It will be ensured that this course is indeed an Introduction to this huge area of philosophy by that fact that the students will do all the reading required of the undergraduates taking Professor Unger’s undergraduate course in Metaphysics, which he will also be offering during this same Fall Semester.
It will be ensured that this course will include Advanced material by the fact that, in addition to reading everything that the undergraduates do, the students in this graduate course will read a lot more as well, which additional material will go beyond what’s brought up in the undergraduates’ assigned reading. Some of this additional reading will concern, primarily, further discussion of the topics already mentioned, and the rest will concern, primarily, other metaphysical topics.

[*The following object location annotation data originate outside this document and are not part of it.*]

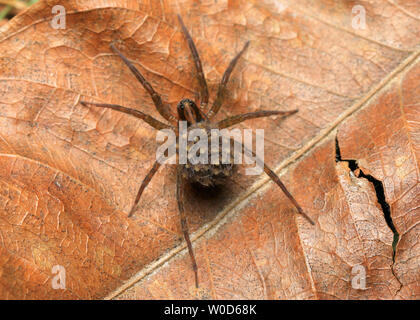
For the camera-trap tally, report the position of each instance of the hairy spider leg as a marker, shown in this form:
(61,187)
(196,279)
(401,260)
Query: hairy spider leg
(204,92)
(275,179)
(162,108)
(144,184)
(222,86)
(184,225)
(138,114)
(231,121)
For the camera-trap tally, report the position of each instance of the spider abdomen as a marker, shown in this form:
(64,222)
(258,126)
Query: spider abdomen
(208,173)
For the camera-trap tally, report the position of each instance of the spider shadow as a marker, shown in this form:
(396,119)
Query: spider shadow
(207,202)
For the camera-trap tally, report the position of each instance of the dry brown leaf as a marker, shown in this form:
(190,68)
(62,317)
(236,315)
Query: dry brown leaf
(69,174)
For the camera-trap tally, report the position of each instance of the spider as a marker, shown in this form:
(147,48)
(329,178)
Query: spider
(206,175)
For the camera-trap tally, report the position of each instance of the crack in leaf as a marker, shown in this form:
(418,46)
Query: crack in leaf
(380,196)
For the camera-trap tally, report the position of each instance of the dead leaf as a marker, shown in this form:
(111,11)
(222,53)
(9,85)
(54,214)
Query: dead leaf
(69,174)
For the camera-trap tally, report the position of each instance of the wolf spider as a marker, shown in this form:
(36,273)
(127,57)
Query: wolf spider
(195,117)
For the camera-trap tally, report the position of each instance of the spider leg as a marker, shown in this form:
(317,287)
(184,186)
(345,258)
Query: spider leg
(184,225)
(222,86)
(204,92)
(273,176)
(228,122)
(144,184)
(138,114)
(160,106)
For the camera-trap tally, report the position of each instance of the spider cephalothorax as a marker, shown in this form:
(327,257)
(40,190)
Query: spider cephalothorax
(196,118)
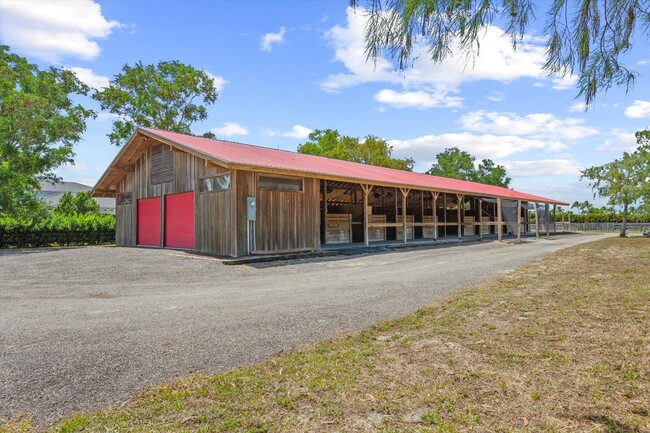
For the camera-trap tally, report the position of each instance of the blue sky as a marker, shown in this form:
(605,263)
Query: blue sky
(285,68)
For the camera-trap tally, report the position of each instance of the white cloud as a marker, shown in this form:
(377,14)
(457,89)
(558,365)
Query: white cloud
(535,125)
(230,129)
(542,167)
(639,110)
(563,83)
(497,61)
(297,132)
(50,30)
(418,99)
(219,81)
(106,116)
(496,97)
(88,77)
(269,39)
(619,141)
(578,107)
(424,149)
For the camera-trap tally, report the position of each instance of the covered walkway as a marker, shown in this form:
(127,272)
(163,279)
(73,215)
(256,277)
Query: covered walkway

Students enrolled in the course will complete two writing assignments. The first will be to write a very short paper, 5-9 pages, due shortly after the middle of the semester, on a topic already discussed in the course. The second will be determined by the outcome of the first assignment. In some cases, the student will be encouraged to expand and develop his or her short paper, turning it into a paper in the range of 15-20 pages. In other cases, the students will write a second very short paper, also of 5-9 pages, on a completely different metaphysical topic discussed in the course. In both sorts of cases, students’ second papers will be due one week after the last class session of the course.
G83.2296
Philosophy of Language: Semantics and Pragmatics
Stephen Schiffer & Stephen Neale
Tuesday 4:30-6:30
This is a joint Graduate Center/NYU seminar. We will examine the nature of the distinction between semantic and pragmatic facts, in so far as such facts must be explained by an adequate theory of meaning. Principal aims include (a) drawing a theoretically significant line between the propositions speakers express on given occasions (using sentences) and propositions they merely imply (by expressing whatever it is they express with those sentences), and (b) establishing the extent to which the propositions speakers express are underspecified by traditional compositional semantics, (even when augmented with theories of deixis and anaphora). Case studies will include attitude reports (‘John thinks Mary loves him’); speech reports (‘John said Mary loves him’); condition reports (‘it’s raining’, ‘it’s noon’, ‘it’s dark’); definite descriptions (‘the mayor’), demonstrative descriptions (‘that man’, ‘this man’); vague predicates (‘red’, ‘bald’). Readings will be from works by Bach, Carston, Fine, Neale, Perry, Récanati, Salmon, Schiffer, Searle, Sperber and Wilson, Soames, and others. Some familiarity with Paul Grice’s work on meaning and implicature will be assumed. (The seminar will meet alternately at the Graduate Center and NYU. The first meeting will be on Tuesday, Sept 2 at NYU.)
G83.2296-002
Philosophy of Language: Vagueness
Kit Fine
Thursday 11:30-1:30
I shall attempt to develop a new theory of vagueness, one in which the concept of a borderline case gives way to an indeterminate connection among cases. I shall spend about a third of the seminar on background and the rest on developing the theory.
G83.2320
History of Philosophy, Selected Topics: Hobbes and Spinoza
Don Garrett
Thursday 1:30-3:30
Thomas Hobbes and Benedict de Spinoza—by far the two most infamous philosophers of the seventeenth century—both aimed to base a comprehensive approach to ethics, politics, and religion on the foundation of a naturalistic metaphysics, epistemology, and philosophy of mind. In this seminar, we will try to understand and compare these two projects in detail, with attention both to their seventeenth century context and their bearing on contemporary philosophical issues.
G83.3002
Topics in Philosophy of Mathematics
Hartry Field
Tuesday 2-4
Topics to some extent determined by student interests and background, but we will start out by discussing set theory as a foundation for mathematics, with some attention to the possibility of weaker foundations (e.g. imposing predicativity requirements on set-existence). This will include philosophical issues about set theory itself, and we’ll also discuss possible extensions of standard set theory. I’ve ordered Michael Potter’s book Set Theory and It’s Philosophy as an initial basis for discussion, and will add other readings as we go along. Before the first class, I'd like people to read the first 40 pages of the Potter book, i.e. through Section 3.3. (The more logically inclined might want to also take a look at Sections 3.4 through 3.6, but I'm going to do something in class that is similar in spirit but a lot simpler.)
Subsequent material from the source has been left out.